You went and done did it, you killed your Ubiquiti Airrouter, because you grabbed the wrong wall wart and overvoltaged it. And now it's dead.
Well, there's a good chance that only the little switching DC-DC 5V to 3,3V downconverter circuit blew up.
I removed the dead DC-DC converter chip and its associated inductor and diode, Did a test run with an external 3.3VDC power supply to see if the Airrouter was in fact repairable (that it still worked with this supply), and then used a linear voltage regulator to create the 3.3VDC the router circuits want. I used a regulator that was spec-ed to have low dropout voltage, as the input to output voltage difference isn't that much. And one that can do one and a quarter amps. I wanted to keep the input voltage at 5V, so if someone plugs a cell phone charger cable or such into the USB jack, it won't get blown up by excessive voltage. I mounted the regulator's heat sink atop the ethernet jacks. I used some sheet aluminum I salvaged from an old video monitor, though I probably made it bigger than it needed to be. In any event, the Airrouter was back on the air!

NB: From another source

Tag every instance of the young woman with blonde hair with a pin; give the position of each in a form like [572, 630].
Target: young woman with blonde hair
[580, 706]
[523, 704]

Can you share the part number for regulator? Thanks
Bob,. As kas, I dud a more complete job! Hope this works for others! 73, Gordon
I used a LM3940it 3,3v regulator. As that's what I had on hand, that could do the low drop out, from 5V to 3.3V. And it can take up to 12V input (at least mine did!) Bay Linear https://www.digchip.com/datasheets/parts/datasheet/064/LM3940-pdf.php says 26V, but TI and National Semi says theirs' only 7.5V, but be aware that this voltage will also appear on the USB port. If I did this again, I'd get the KA278R33 https://www.onsemi.com/pub/Collateral/KA278RA05C-D.pdf regulator, it can take up to 35V input. Or the LM1085 http://www.ti.com/lit/ds/symlink/lm1085.pdf 3A and max 27V in.
Thank you. I have 2 that where dead on arrival from eBay. One AirRouter and one AirRouter HP with the PoE and probably due to the wrong power supply.